Limoncello is an Italian Liquor made with the zest of lemons, in my case Meyer Lemons, sugar, water and of course alcohol. In the US either Vodka 80 proof or higher or Pure Grain Alcohol. In Italy they use Grappa.
Grappa is made from the seeds stalks and stems left over from the grapes in the wine making process. It ranges from 70-120 proof.
Meyer Limoncello is a little less stringent than the limoncello made from regular lemons. It is a little smoother, a little easier to drink straight up. I like it over ice myself, but Italians would glare at me for that.
Limoncello is a very handy to have on hand, especially Meyer Limoncello. You can use it to make cocktails, like a lemon margarita, and you can use it because of it’s sweetness in a large variety of desserts.
I like making limoncello because two bottles of it takes up 10 Meyer Lemons. The zest of the 10 lemons. You can use the juice to make lemonade. I also put a tablespoon or two in the divisions in an ice cube tray and make premeasured lemon juice cubes to use year round!
I am going to let you know how to make Limoncello today and then I will give you several recipes that use it!
750 ml Vodka or Pure Grain Alcohol with a proof of at least 80
1 Cup Sugar
1 Cup Water
Using a vegetable peeler peel the skin from the lemons trying not to get too much of the white pith. The good thing about Meyer Lemons is that the skin is thinner than regular lemons so you don’t get so much of the white pith.
Put the peelings in a quart or 2 pint Mason Jars. Cover with the Alcohol. Seal the jars and let stand in a dark cool place for 2 weeks.
You can infuse it for up to a month. I hold the jars up to a sheet of white paper and see if the liquid floating above the peels is the color I’m aiming for. I usually never go beyond two weeks.
When it has infused the proper time, make a simple syrup with the sugar and the water.
Using a 4 cup measuring cup strain the Mason Jar into the measuring cup. You may need to stir the peelings to get all of the liquid out of it.
Add the simple syrup and mix well.
Decant into bottles and refrigerate. It will last for up to two months in the refrigerator and a year in the freezer.

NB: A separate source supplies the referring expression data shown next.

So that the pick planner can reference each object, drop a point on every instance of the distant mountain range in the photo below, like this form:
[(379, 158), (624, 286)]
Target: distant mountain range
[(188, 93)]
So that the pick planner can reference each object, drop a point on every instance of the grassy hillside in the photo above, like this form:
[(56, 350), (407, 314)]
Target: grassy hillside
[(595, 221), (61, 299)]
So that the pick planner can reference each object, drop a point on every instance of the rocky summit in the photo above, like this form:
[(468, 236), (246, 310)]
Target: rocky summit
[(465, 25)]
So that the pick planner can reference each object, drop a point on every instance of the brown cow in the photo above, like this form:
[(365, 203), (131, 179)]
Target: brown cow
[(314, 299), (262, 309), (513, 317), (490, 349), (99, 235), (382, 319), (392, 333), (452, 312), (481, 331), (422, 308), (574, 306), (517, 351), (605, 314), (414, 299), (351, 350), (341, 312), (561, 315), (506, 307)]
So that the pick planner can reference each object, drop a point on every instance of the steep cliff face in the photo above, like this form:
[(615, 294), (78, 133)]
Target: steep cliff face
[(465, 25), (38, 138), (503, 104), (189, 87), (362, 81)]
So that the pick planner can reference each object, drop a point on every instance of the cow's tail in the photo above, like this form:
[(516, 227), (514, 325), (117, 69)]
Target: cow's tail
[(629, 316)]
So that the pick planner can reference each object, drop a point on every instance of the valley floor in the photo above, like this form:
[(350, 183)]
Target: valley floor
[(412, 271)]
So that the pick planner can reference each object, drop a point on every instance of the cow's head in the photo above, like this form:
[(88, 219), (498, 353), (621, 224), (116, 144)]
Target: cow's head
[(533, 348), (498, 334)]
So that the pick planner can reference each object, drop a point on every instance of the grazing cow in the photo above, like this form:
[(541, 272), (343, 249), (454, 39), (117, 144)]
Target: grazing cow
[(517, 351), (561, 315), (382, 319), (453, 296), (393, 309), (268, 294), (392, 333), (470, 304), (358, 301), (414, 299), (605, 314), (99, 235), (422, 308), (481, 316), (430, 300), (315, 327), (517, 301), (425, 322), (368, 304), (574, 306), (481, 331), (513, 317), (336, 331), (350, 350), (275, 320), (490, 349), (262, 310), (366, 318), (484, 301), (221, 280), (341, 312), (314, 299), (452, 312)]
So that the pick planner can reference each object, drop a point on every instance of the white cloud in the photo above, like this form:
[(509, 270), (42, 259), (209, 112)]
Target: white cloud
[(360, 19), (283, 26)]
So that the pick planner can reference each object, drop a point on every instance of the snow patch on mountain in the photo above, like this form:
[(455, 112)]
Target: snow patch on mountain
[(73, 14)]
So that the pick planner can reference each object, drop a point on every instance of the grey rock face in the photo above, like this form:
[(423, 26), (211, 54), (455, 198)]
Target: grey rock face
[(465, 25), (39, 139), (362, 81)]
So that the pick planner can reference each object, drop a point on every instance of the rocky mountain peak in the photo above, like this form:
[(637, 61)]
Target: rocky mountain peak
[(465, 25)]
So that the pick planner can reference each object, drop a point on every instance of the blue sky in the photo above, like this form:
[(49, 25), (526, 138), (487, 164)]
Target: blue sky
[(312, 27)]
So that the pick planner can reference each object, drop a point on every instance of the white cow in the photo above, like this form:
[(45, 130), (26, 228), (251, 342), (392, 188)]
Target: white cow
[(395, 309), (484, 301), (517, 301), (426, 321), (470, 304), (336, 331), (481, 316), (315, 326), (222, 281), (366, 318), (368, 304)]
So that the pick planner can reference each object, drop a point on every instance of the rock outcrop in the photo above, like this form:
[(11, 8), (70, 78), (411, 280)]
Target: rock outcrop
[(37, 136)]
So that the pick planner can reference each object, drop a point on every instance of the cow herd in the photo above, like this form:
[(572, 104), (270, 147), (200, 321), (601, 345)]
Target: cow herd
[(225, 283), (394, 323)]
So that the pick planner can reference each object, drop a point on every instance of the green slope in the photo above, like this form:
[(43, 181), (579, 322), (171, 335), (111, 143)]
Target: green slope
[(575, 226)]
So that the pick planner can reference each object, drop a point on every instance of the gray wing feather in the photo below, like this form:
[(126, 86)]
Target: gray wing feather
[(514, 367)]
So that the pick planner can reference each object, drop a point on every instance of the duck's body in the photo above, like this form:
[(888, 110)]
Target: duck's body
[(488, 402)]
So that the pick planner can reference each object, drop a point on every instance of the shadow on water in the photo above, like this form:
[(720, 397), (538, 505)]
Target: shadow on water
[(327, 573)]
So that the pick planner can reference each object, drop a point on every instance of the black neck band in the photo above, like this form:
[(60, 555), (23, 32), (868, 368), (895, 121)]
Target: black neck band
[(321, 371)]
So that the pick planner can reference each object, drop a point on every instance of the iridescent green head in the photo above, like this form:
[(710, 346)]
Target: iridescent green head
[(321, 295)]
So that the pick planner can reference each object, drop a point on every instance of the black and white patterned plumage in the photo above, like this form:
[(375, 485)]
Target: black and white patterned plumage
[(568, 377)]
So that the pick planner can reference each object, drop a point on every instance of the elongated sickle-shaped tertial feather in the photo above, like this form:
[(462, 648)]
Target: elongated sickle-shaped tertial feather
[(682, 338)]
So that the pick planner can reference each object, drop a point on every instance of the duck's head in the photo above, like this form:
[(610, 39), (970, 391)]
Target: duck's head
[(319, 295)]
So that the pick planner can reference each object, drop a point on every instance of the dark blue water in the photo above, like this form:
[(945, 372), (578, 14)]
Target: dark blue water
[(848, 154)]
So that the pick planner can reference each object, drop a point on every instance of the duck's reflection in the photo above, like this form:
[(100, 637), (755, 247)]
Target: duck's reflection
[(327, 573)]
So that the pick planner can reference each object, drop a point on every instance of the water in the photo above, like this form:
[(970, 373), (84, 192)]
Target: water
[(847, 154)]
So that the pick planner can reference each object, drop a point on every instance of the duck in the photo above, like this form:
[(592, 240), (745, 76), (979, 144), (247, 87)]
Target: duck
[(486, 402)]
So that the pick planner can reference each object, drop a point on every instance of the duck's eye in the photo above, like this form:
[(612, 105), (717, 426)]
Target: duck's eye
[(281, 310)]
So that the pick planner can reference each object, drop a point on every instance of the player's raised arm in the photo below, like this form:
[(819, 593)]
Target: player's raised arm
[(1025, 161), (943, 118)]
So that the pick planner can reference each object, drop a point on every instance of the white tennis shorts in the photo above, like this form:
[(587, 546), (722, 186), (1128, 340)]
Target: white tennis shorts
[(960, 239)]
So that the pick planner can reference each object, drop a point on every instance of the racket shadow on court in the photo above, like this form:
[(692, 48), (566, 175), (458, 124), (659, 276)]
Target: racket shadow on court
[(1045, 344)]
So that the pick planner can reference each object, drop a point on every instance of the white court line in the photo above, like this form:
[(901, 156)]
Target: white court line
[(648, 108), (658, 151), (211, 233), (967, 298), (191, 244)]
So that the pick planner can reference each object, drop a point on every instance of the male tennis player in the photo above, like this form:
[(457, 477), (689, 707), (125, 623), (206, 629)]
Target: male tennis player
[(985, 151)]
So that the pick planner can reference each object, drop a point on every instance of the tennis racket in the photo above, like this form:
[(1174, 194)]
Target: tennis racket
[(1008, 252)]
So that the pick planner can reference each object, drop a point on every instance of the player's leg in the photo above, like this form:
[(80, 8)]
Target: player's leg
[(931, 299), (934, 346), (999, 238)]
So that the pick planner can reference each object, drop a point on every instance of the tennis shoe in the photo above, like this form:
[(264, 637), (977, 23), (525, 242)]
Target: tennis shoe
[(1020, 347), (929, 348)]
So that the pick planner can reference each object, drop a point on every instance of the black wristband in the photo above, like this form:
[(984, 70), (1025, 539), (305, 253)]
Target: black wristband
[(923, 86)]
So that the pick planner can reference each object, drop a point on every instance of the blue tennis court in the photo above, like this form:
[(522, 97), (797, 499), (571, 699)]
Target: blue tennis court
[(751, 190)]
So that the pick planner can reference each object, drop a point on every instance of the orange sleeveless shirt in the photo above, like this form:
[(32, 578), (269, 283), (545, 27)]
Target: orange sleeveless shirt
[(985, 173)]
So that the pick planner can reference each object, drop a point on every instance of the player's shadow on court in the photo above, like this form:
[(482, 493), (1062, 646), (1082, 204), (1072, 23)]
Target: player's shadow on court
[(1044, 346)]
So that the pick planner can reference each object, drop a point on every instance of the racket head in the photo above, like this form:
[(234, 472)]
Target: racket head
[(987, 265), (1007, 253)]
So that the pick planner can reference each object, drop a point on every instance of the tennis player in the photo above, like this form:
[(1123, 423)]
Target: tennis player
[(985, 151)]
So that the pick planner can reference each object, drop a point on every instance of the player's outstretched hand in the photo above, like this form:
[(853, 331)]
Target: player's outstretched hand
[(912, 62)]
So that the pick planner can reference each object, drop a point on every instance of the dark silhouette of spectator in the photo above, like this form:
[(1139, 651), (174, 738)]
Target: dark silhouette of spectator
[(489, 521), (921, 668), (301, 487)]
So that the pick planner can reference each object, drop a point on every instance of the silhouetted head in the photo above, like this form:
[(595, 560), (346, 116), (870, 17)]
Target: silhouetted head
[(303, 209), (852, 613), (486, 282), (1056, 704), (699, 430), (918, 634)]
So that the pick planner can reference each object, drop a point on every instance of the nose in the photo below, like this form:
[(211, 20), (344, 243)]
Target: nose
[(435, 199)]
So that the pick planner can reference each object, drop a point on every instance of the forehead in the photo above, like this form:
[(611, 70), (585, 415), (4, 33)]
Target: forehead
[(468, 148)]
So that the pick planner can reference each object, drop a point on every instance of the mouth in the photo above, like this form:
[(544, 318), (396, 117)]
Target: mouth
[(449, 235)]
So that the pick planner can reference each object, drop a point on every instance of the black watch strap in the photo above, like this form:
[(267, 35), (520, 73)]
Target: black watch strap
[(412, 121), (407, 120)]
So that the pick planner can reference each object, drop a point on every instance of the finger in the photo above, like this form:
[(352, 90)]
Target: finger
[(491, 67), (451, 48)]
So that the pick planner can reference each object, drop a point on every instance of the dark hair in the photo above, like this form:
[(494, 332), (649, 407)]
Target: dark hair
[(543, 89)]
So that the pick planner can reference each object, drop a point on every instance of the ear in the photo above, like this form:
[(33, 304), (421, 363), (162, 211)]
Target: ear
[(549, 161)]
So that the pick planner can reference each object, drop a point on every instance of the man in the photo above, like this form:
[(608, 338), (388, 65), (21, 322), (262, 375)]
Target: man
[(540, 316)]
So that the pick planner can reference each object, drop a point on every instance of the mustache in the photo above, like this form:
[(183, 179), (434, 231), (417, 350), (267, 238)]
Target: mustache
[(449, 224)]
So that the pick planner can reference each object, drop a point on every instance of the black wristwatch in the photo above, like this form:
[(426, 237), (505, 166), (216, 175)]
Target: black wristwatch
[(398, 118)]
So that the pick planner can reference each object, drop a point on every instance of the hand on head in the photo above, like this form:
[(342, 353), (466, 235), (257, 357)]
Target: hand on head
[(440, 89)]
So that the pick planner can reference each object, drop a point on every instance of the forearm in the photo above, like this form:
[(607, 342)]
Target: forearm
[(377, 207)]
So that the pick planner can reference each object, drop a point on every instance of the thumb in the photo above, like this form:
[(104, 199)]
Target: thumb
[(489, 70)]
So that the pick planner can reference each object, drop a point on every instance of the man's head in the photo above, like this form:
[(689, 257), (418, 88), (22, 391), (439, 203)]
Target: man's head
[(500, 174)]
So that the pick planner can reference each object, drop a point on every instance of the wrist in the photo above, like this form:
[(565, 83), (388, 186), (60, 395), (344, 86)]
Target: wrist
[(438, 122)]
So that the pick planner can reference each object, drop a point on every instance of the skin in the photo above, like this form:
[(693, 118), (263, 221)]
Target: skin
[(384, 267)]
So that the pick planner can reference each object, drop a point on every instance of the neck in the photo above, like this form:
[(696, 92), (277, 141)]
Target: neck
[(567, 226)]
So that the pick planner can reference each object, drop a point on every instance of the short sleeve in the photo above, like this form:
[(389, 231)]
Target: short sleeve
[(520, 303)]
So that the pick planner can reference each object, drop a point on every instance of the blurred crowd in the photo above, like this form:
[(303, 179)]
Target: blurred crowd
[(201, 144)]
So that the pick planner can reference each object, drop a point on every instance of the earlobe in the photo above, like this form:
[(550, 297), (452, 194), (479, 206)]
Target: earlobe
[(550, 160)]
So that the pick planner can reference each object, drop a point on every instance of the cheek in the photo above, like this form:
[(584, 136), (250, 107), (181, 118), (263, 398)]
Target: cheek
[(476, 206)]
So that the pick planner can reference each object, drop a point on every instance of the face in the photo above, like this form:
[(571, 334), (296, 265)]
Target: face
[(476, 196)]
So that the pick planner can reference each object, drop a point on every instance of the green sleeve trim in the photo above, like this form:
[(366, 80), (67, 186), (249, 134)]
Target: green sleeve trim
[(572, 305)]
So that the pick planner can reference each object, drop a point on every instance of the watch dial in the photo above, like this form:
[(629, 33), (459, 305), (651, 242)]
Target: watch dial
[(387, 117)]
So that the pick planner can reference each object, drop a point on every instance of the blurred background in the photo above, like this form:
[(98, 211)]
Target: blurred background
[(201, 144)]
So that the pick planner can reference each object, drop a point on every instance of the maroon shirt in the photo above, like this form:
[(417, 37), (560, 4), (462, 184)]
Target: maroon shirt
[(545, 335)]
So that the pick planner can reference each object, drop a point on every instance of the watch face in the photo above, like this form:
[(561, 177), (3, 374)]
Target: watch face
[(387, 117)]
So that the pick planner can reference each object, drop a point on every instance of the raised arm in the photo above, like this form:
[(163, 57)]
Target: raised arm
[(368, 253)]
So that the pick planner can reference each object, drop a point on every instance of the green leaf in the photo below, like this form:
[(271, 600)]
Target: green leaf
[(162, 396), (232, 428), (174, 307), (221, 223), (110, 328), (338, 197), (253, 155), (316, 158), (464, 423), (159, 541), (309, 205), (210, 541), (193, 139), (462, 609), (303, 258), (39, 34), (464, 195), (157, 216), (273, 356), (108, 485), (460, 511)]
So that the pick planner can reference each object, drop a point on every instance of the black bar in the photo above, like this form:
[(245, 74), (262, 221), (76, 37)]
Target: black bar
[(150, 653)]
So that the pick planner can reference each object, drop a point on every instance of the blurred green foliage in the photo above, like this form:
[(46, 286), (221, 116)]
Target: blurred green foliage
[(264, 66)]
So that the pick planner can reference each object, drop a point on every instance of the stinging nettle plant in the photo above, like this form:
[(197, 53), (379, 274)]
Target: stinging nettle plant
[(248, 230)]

I make this from the Meyer Lemons in my backyard that I know are organic, have not been sprayed or have any chemicals. If you are going to purchase lemons to make this, I would recommend organic lemons and make sure that you wash them well. Not only will the alcohol infuse the oils from the zest but also any pesticides, etc. that were sprayed on them. So go organic and scrub them well – no soap!